Seattle-Bound in April: ISRII 2016
I just wanted to post a quick note letting folks know that I’ll be presenting at a symposium at the 8th Scientific Meeting for the International Society for Research on Internet Interventions (ISRII) from April 7 to 9 in Seattle. My presentation is titled “Scalable Data Collection in the Wild: Clinical and Practical Challenges” and will discuss some of the challenges researchers face when doing smartphone data collection in the wild. (Sound familiar?)
In addition to giving the presentation, I'm also targeting this event to release the first public version of PassiveDataKit so that in addition to identifying and describing challenging aspects of mobile data collection, I have a solution in-hand to address those challenges. This commits me to a somewhat ambitious development schedule, but one that's eminently doable.
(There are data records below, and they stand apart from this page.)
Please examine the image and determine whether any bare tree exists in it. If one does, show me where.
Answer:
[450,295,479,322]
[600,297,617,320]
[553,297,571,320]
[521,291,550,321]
Leveraging smartphone and mobile device sensors to create a more comprehensive understanding of end-users has become a popular activity in modern research studies and interventions. However, constantly shifting technology foundations, evolving end-user expectations, and changes in popular sentiment feed the endless challenge of successfully collecting passive data in the wild. The traditional approach to dealing with these issues has been to create as fixed an environment as possible, artificially minimizing changes to software and limiting subjects to pre-selected devices in order to maintain a stable environment during lengthy clinical trials. Unfortunately, this approach often ignores the subjects’ device preferences – adversely affecting data collection when information is not collected on the user’s primary device – and changes in technology, which raises questions about the replicability and relevance of findings from recently-obsoleted study platforms.
We present some of our successes, failures, and lessons learned when shifting to a product-based perspective that focused on meeting the engineering challenges of keeping up with the rapidly evolving mobile technology ecosystem. We demonstrate the necessity of keeping engineers engaged throughout the research process, not only during the technology implementation phase. We describe the design and rationale for technical support infrastructure that is not involved in the primary data collection, but provides a basis for identifying and addressing technology issues before the primary data mission can be irrevocably compromised. Protecting sensitive data from subjects is a key requirement for this genre of research and we compare different privacy-preservation approaches as applied to competing research interests. Finally, we discuss how clinical projects must embrace continuous iteration throughout a research study, and how this increased alignment with real-world technology ecosystems and processes improves existing studies and creates new opportunities for more impactful research.